Kate Aronoff has written a good story about the DSA (the Democratic Socialists of America). You can find a copy in the September 2018 edition of In These Times. The title of Aronoff's article is, "Why the Democratic Socialists of America Won’t Stop Growing." It is well worth reading. 

A recent article in The Washington Post is also worth reading. It is titled, "Democratic socialists are conquering the left. But do they believe in democracy?"

Aronoff traces the history of the DSA, and reports on its latest political successes, most notably the primary victory of Alexandria Ocasio-Cortez, who soundly defeated a high-ranking Democratic Party Member of Congress in a recent Democratic Party Congressional primary. Arnoff's article reveals, among other things, that In These Times has been, from the start, closely allied with the two groups that merged their organizations in 1982 to found the DSA: the Democratic Socialist Organizing Committee (DSOC) and the New American Movement (NAM).

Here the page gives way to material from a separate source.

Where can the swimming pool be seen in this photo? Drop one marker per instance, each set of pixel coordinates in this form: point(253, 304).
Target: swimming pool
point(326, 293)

I have been a longtime subscriber to In These Times, and I have probably always been a little "soft on socialism," but I never joined up with DSOC, NAM, or the DSA, and I never much thought about why. The reason struck me as I read Aronoff's article. She said this about how she went about reporting on the DSA: 

For this story, I spoke with around two dozen DSA members from chapters around the country. The primary source of their excitement was that DSA chapters seemed to be actively working on something, not just sitting around reading Marx.

"Sitting around reading Marx" has never much appealed to me. If that is a fair characterization of how the membership of the various explicitly socialist groups have tended to spend their time (at least until recently), I can see why these organizations have never been that appealing. My brand of left-wing political activism has had me "sitting around reading the Constitution."

My commitment to "revolution," and it's sincere, has much more to do with 1776 than with 1914, or even with 1789 (see Hannah Arendt's book, On Revolution). The American version of revolution is not likely to be of great interest to those who "sit around reading Marx," and that's their loss, in my view.

My advice for the DSA is pretty simple (and it definitely includes a commitment to democracy). I suggest that if the DSA would like to keep growing, its members should start reading the Constitution, the Declaration of Independence, and Lincoln's Gettysburg Address. If lots of people start doing that, I think the DSA will have a bright future.

In other words, in thinking about the future, I think that the DSA should not forget to put some emphasis on the "A."